Former President Donald J. Trump drew crowds of thousands to a low-key Independence Day event in South Carolina on Saturday, where he attacked the integrity of major American institutions and painted a dark portrait of the country ahead of a holiday intended to underpin the to celebrate it.
Speaking for nearly 90 minutes on Main Street in Pickens, SC, with at least 20 American flags behind his back, Mr. Trump often eschewed the rhetorical flag-waving and calls for unity that have long been as central to Independence Day as hot dogs, baseball and fireworks.
Instead, the twice impeached and twice indicted former president railed against Democrats and liberals, who he said threatened to rewrite America’s past and erase its future. He pierced federal law enforcement, whom he charged with no evidence of rampant corruption. And he attacked President Biden, listing what he saw as his character flaws and accusing him of taking bribes from foreign nations.
“We want to have respect for our country and for the office” of the presidency, Trump said. “But we really have no interest in people who are sick.”
Mr. Trump’s comments were largely well known. But the event highlighted the hold he has over his most ardent supporters — a challenge to his Republican rivals who are seeking their party’s presidential nomination from far behind Trump in the polls.
Despite the sweltering humidity and heat, thousands of people swarmed the streets of Pickens—a town of about 3,000 in the shadow of the Blue Ridge Mountains—from dawn.
Pam Nichols, who described herself as an “insurgent,” said she flew from Mundelein, Illinois, to personally support Trump. She had last done so in Washington on January 6, 2021, she said, when a mob of Mr Trump supporters stormed the Capitol. She did not go into detail about her actions that day.

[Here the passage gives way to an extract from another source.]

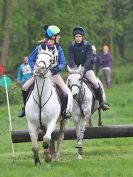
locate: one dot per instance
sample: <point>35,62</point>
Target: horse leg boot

“I was told to keep a low profile after that,” Ms. Nichols said, adding that she had since watched some of Mr. Trump’s speeches online. “But I felt like now is the time to come out. I’m tired of keeping a low profile.”
The Pickens event was only Trump’s second large-scale rally since he began his campaign in November. While such rallies have been a feature of his past two campaigns, so far he has largely taken the stage at events organized by other groups.
Bryan Owens, Pickens’ director of marketing, said a Trump campaign representative reached out two weeks ago asking to come to the city for Independence Day celebrations.
South Carolina, an early nominee, was a key victory for Mr Trump in the 2016 primary as he attempted to unite the Republican Party behind him. In 2020, he won the state handily, gaining overwhelming support in this region, a conservative 10-county strip in the northwest corner known as the Upstate.
Mr. Owens said the city’s decision was an easy one. While he personally wouldn’t support Trump in 2024, he said, the opportunity to bring a former president to Pickens was too good to pass up.
“This is a once-in-a-lifetime event for Pickens,” Mr. Owens continued, gesturing behind him to a crowd filling the streets and stretching for several blocks. “And people who aren’t that familiar with small towns — they’re going to get that experience.”
Pickens’ Independence Day festivities began with a 5 km race to raise money to repair water fountains on a local nature trail. American flags lined the streets and signs encouraged visitors to shop locally, even as Main Street businesses closed due to Secret Service measures.
Because parking was limited near the rally site, residents were asking for up to $100 — cash, many were quick to clarify — to allow visitors to leave cars in their driveways or on their lawns. For an additional $20, a golf cart can take you from your car to the entrance of the rally, outside a McDonald’s at the end of Main Street.
Red, white and blue were the wardrobe colors of the day, from hats to boots. Tammy Milligan, of Myrtle Beach, SC, arrived dressed in a Wonder Woman costume, which she says she began wearing around the time of Mr. Trump’s first impeachment in 2019.
Even as she wholeheartedly supported Mr. Trump in calling him a patriot, she acknowledged that much of the country felt otherwise — what she described as an American ideal.
“Well, everyone has a right to think what they want to think,” said Ms Milligan. “That’s our country.”
Mr. Trump was not so generous. He reflected on the federal indictment that charged him with illegally withholding national security documents and obstructing government efforts to recover them. And even as he denounced the prosecution as a blatant and politically motivated move, he vowed, as he has before, that he would answer in kind if elected.
Trump outlined a dark vision of America, calling his political opponents “sick people” and “degenerates” who “ran our country to the ground.”